None of us knew when or how this time would come, when the landscape of our holidays and lifelong family traditions would change forever. That’s what moving Grandma O out of her house represents to me. To be sure, the deteriorating health and eventual passing of each of my grandparents has been cataclysmic in its own right, triggering shockwaves throughout my extended family, reshaping our traditions and relationships. But this feels like the big one. The last one. And yet she’s still here… another helpless witness to the culture shift. So, rather than a positive transition allowing her to live out the rest of her life with quasi-independence, this feels more like throwing in the towel; the final resignation; failure; loss.

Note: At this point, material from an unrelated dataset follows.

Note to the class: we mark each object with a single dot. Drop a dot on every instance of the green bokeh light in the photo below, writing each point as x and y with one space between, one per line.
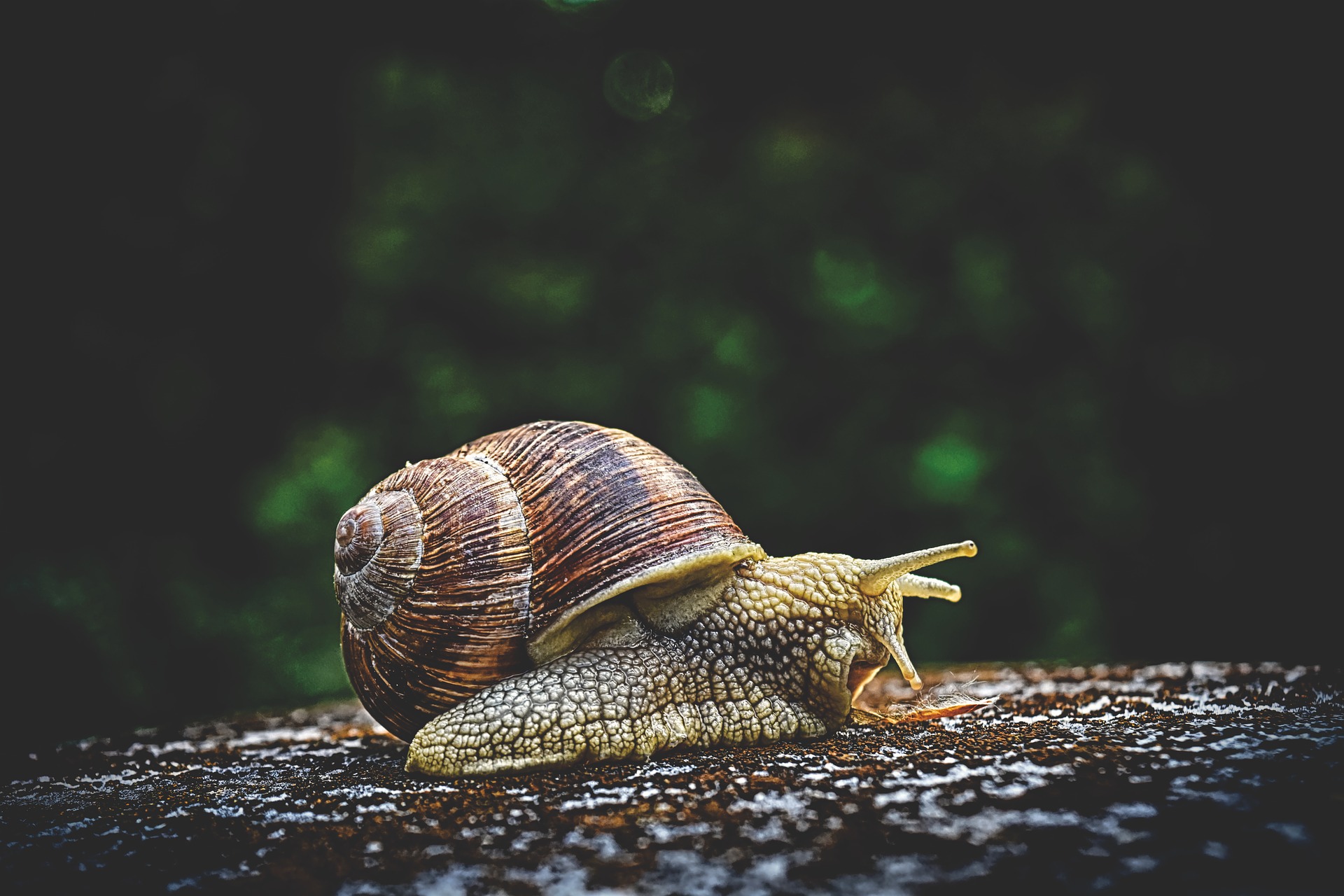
948 469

I wish I could close my thoughts with some consoling, insightful takeaway, but that doesn’t fit with my brooding nature. Some things just never get better or less sad to me; not that I’m constantly morose. Yes, I have a large, amazing family, and we’ll continue to gather for holidays and celebrate each others’ major life events. I know traditions inevitably evolve over time, especially with regard to where they are carried out and who’s keeping them going. I accept those things. I don’t struggle so much with change per se as with having it forced upon me.
On second thought, I guess that’s exactly what it means to struggle with change. Without life pushing me in certain directions, I’d no sooner be inclined to change spending Christmas Day at my grandma’s house than I would be to change my last name. Change dictated by ourselves hardly feels like change at all. Aging and diseases rob us of that control. Time marches on, change is inevitable, and I DO have a problem with it.
When I think about Grandma O waking up in her new, unfamiliar place, living amongst and being cared for and visited by unfamiliar faces, I’m afraid I’m destined for that, too. And I’m afraid, going forward, holidays are going to trigger that fear in me as we try to figure out what our new traditions will be.